Although specific embodiments of the disclosure have been described, one of ordinary skill in the art will recognize that numerous other modifications and alternative embodiments are within the scope of the disclosure. For example, any of the functionality and/or processing capabilities described with respect to a particular device or component may be performed by any other device or component. Further, while various illustrative implementations and architectures have been described in accordance with embodiments of the disclosure, one of ordinary skill in the art will appreciate that numerous other modifications to the illustrative implementations and architectures described herein are also within the scope of this disclosure. In addition, it should be appreciated that any operation, element, component, data, or the like described herein as being based on another operation, element, component, data, or the like can be additionally based on one or more other operations, elements, components, data, or the like. Accordingly, the phrase “based on,” or variants thereof, should be interpreted as “based at least in part on.”

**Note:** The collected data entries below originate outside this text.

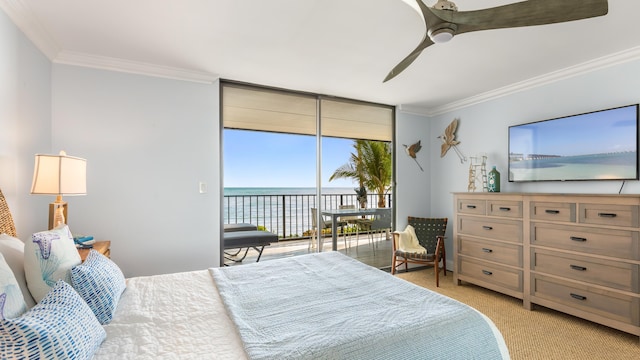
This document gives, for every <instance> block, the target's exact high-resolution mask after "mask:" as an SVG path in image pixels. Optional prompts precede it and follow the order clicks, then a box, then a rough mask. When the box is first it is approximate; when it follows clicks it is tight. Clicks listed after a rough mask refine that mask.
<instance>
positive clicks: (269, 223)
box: [223, 192, 391, 268]
mask: <svg viewBox="0 0 640 360" xmlns="http://www.w3.org/2000/svg"><path fill="white" fill-rule="evenodd" d="M385 196H386V197H387V198H386V204H387V205H390V204H391V195H390V194H387V195H385ZM316 198H317V196H316V195H314V194H292V193H277V194H276V193H275V192H274V193H263V194H243V195H225V196H224V200H223V204H224V223H225V224H235V223H250V224H253V225H256V226H258V229H260V230H265V231H270V232H272V233H275V234H277V235H278V239H279V241H278V243H274V244H272V245H271V246H267V247H265V249H264V252H263V254H262V257H261V258H260V261H268V260H270V259H275V258H281V257H290V256H295V255H302V254H306V253H309V252H313V251H315V249H309V244H310V238H311V228H312V216H311V208H313V207H317V206H318V202H317V199H316ZM367 200H368V201H367V205H368V207H375V206H377V204H378V196H377V195H375V194H369V195H368V196H367ZM320 204H321V205H322V208H323V209H338V208H339V207H340V205H356V206H358V205H357V204H358V202H357V199H356V194H355V193H353V194H347V193H337V194H323V195H322V198H321V202H320ZM372 205H373V206H372ZM341 231H342V230H339V233H338V251H340V252H342V253H344V254H346V255H348V256H351V257H353V258H356V259H358V260H360V261H362V262H364V263H366V264H369V265H371V266H374V267H377V268H388V267H389V266H390V264H391V242H390V241H387V238H388V236H389V235H388V234H387V232H382V233H379V232H376V233H372V234H369V232H366V231H363V230H362V229H360V228H359V227H358V226H357V225H355V224H351V225H349V226H348V227H347V228H346V229H345V232H346V234H347V244H346V246H345V240H344V236H343V234H342V232H341ZM323 236H324V246H323V249H322V250H323V251H330V250H331V234H330V229H325V232H324V234H323ZM374 246H375V251H374ZM243 252H244V251H243ZM257 256H258V253H257V252H256V251H254V250H250V251H249V254H248V255H247V257H246V258H245V259H244V260H243V263H251V262H255V260H256V258H257ZM231 263H233V262H229V264H231Z"/></svg>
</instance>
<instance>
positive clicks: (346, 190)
mask: <svg viewBox="0 0 640 360" xmlns="http://www.w3.org/2000/svg"><path fill="white" fill-rule="evenodd" d="M322 193H323V194H351V193H353V194H355V187H353V188H343V187H325V188H322ZM287 194H289V195H290V194H295V195H315V194H316V188H314V187H286V188H279V187H270V188H262V187H228V188H227V187H226V188H224V196H239V195H240V196H242V195H287Z"/></svg>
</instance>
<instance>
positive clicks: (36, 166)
mask: <svg viewBox="0 0 640 360" xmlns="http://www.w3.org/2000/svg"><path fill="white" fill-rule="evenodd" d="M31 193H32V194H39V195H56V201H55V202H53V203H51V204H49V229H53V228H55V227H57V226H58V225H60V224H66V217H67V203H66V202H65V201H63V200H62V195H86V194H87V160H85V159H81V158H77V157H73V156H67V154H66V153H65V152H64V151H60V154H59V155H41V154H36V161H35V167H34V170H33V183H32V184H31Z"/></svg>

The flowchart and block diagrams in the Figures illustrate the architecture, functionality, and operation of possible implementations of systems, methods, and computer program products according to various embodiments of the present disclosure. In this regard, each block in the flowchart or block diagrams may represent a module, segment, or portion of instructions, which comprises one or more executable instructions for implementing the specified logical function(s). In some alternative implementations, the functions noted in the block may occur out of the order noted in the Figures. For example, two blocks shown in succession may, in fact, be executed substantially concurrently, or the blocks may sometimes be executed in the reverse order, depending upon the functionality involved. It will also be noted that each block of the block diagrams and/or flowchart illustration, and combinations of blocks in the block diagrams and/or flowchart illustration, can be implemented by special purpose hardware-based systems that perform the specified functions or acts or carry out combinations of special purpose hardware and computer instructions.